Certes, la baisse de la fiscalité sur les plus hauts revenus accroît sans doute les inégalités, mais seulement parce que les déciles les plus modestes s’enrichissent moins que les plus fortunés. Vaut-il mieux que tous s’appauvrissent pour éviter plus d’inégalité ou faut-il accepter que certains s’enrichissent plus que d’autres proportionnellement pour permettre que tous s’enrichissent ? A part les adeptes du nivellement par le bas, dont les marxistes de toutes obédiences ont démontré l’inanité et le caractère purement idéologique, chacun admettra qu’il est préférable de miser sur le développement pour tous plutôt que sur une égalité finalement nuisible d’abord aux plus pauvres. Ceux qui ne sont pas convaincus pourront s’en remettre à la théorie de la justice de John Rawls : « Ceux qui ont été favorisés par la nature, quels qu’ils soient, peuvent tirer avantage de leur chance à condition seulement que cela améliore la situation des moins bien lotis. ….Ainsi, nous sommes conduits au principe de différence si nous voulons établir le système social de façon à ce que personne ne gagne ni ne perde quoi que ce soit, du fait de sa place arbitraire dans la répartition des atouts naturels ou de sa position initiale dans la société, sans donner ou recevoir des compensations en échange. » Le seul problème, avec John Rawls, c’est qu’il n’a pas su calculer cet optimum de justice fiscale (mais comment aurait-il pu le faire ?) ce qui a autorisé les gouvernements à augmenter sans cesse la pression fiscale sur les plus riches !
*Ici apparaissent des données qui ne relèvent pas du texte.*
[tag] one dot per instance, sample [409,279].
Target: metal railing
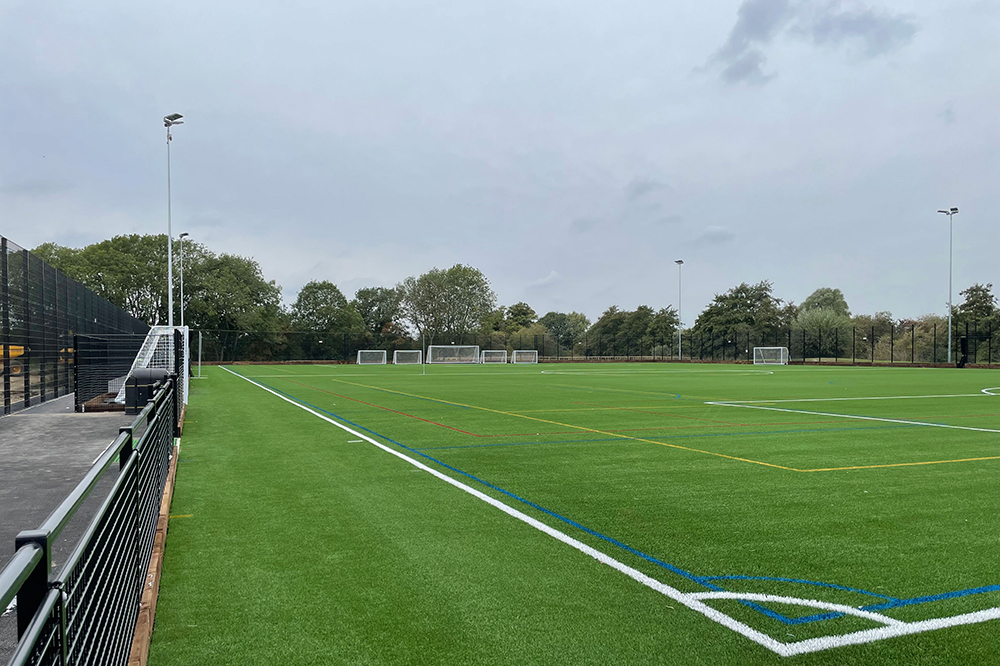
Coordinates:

Si la raison l’emporte sur la démagogie, les gouvernements de France, des Etats Unis et d’ailleurs devront éviter des hausses d’impôts à la charge des plus riches qui finalement coûteront plus qu’elles ne rapporteront, et feront peser un fardeau supplémentaire sur les contribuables les plus démunis.
4 commentaires
Reagan
En fait sous Reagan la tranche marginal a été abaissée à 28%
Puis relevé sous les autres président vers 40, avant que Bush ne revienne à 35.
Outre l’incitatif à entreprendre et travailler, il faut aussi prendre en compte l’impact sur le taux d’épargne s’agissant de la taxation des très haut revenus.
Or l’épargne est le carburant de l’économie sur le long terme en permétant le financement de nouveaux investissements qui vont permetre d’augmenter les revenus futurs.
En fin un autre avantage de taux d’impot raisonables outre le produit global est la diminution des dépensses sociales, comme l’assitance chomage par exemple.
Ainsi un taux plus bas poura permetre de réduir le déficit (ou du moin ne l’agravera pas forcément) méme si les recettes diminuent.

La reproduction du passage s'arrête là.